De plaag van zieken die gaan werken

Bij ziekte zien we dat enerzijds vele mensen thuis blijven en daardoor veel minder contacten hebben, maar anderzijds dat er nog een aanzienlijk aantal mensen hun dagdagelijkse activiteiten blijven verderzetten. Deze laatste groep van zieken, met name mensen die besmet zijn en symptomen vertonen, zijn tot drie maal toe besmettelijker dan mensen die geen of lichte symptomen hebben en zijn verantwoordelijk voor de overgrote meerderheid van de besmettingen tijdens het griepseizoen.

Mensen die besmet zijn en symptomen vertonen, zijn tot drie maal toe besmettelijker dan mensen die geen of lichte symptomen

Aan de hand van wiskundig modellen hebben we aangetoond dat men tot 75 procent minder griepgevallen zou hebben per seizoen als deze mensen ook zouden thuisblijven. Het is echter niet altijd mogelijk om bij de eerste symptomen thuis te blijven, en dit vooral omwille van het soms niet specifieke karakter van sommige griepsymptomen: maar er is wel ruimte om meer sociale hygiëne aan de dag te leggen om zo de verdere verspreiding van griep tegen te gaan.
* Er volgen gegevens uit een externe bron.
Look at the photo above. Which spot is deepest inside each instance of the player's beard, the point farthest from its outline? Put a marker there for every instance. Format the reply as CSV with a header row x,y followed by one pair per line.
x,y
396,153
Onder sociale hygiëne verstaan we thuis werken (indien mogelijk), contact met collega’s vermijden bij de eerste symptomen, gepaste handhygiëne toepassen (geen hand geven, handen grondig wassen), hoesten in de elleboog etcetera. Er is echter ook een economische kost aan het thuisblijven, vooral bij zieke kinderen omdat de ouders vaak werkverlet moeten aanvragen. De grootouders inschakelen om de zorg van deze kinderen over te nemen, lijkt dan een welkome oplossing maar laat het nu net de grootouders zijn die, naast de kinderen, het meest te lijden hebben onder de griep, zeker indien ze al lijden aan andere (chronische) ziekten.

Ook hier dienen we nog meer sociale hygiëne aan de dag te brengen en er bijvoorbeeld voor te opteren om andere familieleden in te schakelen. Kortom, we dienen bewust te zijn van de keuzes die we maken, ook deze die we, meestal ongewild, maken voor anderen.